De même, certains documents d’état civil sont rejetés par l’administration. C’est systématiquement le cas par exemple des actes de naissance de Guinée, premier pays d’origine des mineurs isolés en France, devant la Côte d’Ivoire et le Mali. Une note de la police aux frontières de 2017 préconise de « formuler un avis défavorable pour toute analyse d’acte de naissance guinéen » du fait d’une « fraude généralisée au niveau de l’état civil ».

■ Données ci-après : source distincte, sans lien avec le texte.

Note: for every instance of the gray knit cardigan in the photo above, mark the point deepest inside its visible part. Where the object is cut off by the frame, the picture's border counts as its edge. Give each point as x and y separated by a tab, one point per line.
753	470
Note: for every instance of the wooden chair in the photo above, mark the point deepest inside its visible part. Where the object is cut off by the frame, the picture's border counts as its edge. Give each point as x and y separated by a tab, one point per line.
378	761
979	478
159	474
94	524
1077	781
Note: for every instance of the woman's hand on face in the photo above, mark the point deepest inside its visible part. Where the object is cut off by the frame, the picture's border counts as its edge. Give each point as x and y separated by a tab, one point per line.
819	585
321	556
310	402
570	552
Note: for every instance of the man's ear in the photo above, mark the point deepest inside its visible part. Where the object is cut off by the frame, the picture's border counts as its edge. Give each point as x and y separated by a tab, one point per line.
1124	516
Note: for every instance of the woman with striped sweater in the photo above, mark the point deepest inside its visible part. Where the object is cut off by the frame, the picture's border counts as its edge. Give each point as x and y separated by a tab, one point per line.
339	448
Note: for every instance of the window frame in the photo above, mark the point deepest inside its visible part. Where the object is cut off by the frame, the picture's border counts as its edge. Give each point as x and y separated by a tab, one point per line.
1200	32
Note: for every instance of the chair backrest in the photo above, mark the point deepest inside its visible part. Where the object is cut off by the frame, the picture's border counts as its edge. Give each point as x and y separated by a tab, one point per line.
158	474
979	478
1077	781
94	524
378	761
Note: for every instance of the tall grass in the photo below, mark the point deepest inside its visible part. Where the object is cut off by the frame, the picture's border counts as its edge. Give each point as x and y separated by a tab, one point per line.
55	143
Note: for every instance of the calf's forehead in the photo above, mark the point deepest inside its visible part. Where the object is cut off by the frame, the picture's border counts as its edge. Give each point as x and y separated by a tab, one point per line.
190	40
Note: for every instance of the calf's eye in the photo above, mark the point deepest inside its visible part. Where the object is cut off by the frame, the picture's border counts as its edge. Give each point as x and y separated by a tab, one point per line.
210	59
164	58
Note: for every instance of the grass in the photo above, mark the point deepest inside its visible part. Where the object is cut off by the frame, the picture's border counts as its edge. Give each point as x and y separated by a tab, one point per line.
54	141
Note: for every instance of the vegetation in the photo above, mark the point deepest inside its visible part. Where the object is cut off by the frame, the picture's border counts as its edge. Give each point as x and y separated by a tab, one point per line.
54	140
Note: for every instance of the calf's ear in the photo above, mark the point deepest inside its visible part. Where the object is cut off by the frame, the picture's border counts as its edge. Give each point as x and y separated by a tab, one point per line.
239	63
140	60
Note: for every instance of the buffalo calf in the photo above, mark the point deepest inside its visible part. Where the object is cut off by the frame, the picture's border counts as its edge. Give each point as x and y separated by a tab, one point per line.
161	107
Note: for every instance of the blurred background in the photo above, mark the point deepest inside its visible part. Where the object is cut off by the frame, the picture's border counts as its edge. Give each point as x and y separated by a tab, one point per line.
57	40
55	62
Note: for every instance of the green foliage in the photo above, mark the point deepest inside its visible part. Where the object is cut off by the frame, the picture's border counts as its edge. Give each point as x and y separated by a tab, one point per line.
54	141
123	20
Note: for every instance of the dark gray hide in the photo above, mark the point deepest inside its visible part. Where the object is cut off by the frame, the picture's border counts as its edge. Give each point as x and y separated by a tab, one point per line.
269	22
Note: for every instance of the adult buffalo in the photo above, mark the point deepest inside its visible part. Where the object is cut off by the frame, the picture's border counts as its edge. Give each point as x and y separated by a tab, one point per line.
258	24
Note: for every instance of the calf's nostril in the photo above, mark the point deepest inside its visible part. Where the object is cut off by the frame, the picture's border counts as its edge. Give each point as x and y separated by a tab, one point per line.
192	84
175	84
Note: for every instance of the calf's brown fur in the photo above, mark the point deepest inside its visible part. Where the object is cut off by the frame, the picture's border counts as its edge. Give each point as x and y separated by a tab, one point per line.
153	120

« Il y a des soucis dans l’établissement de documents dans certains pays, convient Franck Ozouf, du Secours catholique, association requérante. Mais les jeunes ne peuvent pas en être tenus pour responsables, et cela ne permet pas de conclure qu’ils ne sont pas mineurs. »
L’inquiétude
des associations porte aussi sur le nouveau fichier biométrique
national recensant les personnes se déclarant mineures. Grâce à
celui-ci, les autorités pourront repérer les jeunes qui se présentent
dans plusieurs départements et les empêcher de repasser une évaluation.
Pour les associations requérantes, plus qu’une volonté de fraude, ce
« nomadisme » des jeunes – qui n’est d’ailleurs pas quantifié – résulte
de différentiels d’évaluation et d’hébergement entre les départements.
Selon un rapport public de 2018, les taux de reconnaissance de la
minorité varient de 9 % à 100 % d’un territoire à l’autre.
« Le message, c’est que ce sont des migrants avant d’être des enfants, estime Me Patrice Spinosi, l’avocat des requérants. C’est
un dévoiement de la procédure d’évaluation qui va en réalité être
utilisé contre les mineurs pour procéder à leur éloignement le plus
rapidement possible, sans attendre qu’une autorité judiciaire, le juge
des enfants, ait pu statuer sur le refus de minorité des départements. »
« Il y a un effet dissuasif évident »
La décision de l’ASE n’est en effet pas définitive, et le jeune peut saisir le juge des enfants pour la contester. Aucune donnée publique globale n’existe sur le sujet, mais, à Paris par exemple, l’un des principaux départements d’accueil des mineurs isolés, un jugement sur deux a infirmé l’évaluation initiale de l’ASE en 2016 et 2017, d’après le Conseil national des barreaux. « Ces premières évaluations ne sont pas suffisamment fiables », insiste Me Spinosi.De plus, dénonce Jean-François Martini, juriste au Gisti, « il y a un effet dissuasif évident pour ces jeunes, qui ont souvent eu maille à partir avec les polices des pays qu’ils ont traversés, et à qui on va expliquer qu’il faut d’abord passer par la case préfecture et que toutes leurs données pourront être utilisées dans le cadre d’une procédure d’éloignement ».
Outre le recours en annulation devant le Conseil d’Etat, assorti d’une question prioritaire de constitutionnalité, une demande de suspension du décret a été déposée jeudi devant le juge des référés, en plaidant l’urgence. « Pour certains jeunes, qui ont déjà été enregistrés dans ce fichier et dont la minorité n’est pas reconnue, l’éloignement peut intervenir à tout moment », s’alarme en effet l’Unicef.
Salué par l’Assemblée des départements de France, confrontée au coût croissant que représente l’« arrivée massive de jeunes migrants » (40 000 en 2018, un chiffre contesté par les associations), le décret est actuellement expérimenté dans quatre départements (l’Isère, le Bas-Rhin, l’Essonne etl’Indre-et-Loire), avant un déploiement au niveau national prévu en avril. La Seine-Saint-Denis et Paris ont déjà annoncé qu’ils ne l’appliqueraient pas, refusant d’être des « supplétifs de l’intérieur ».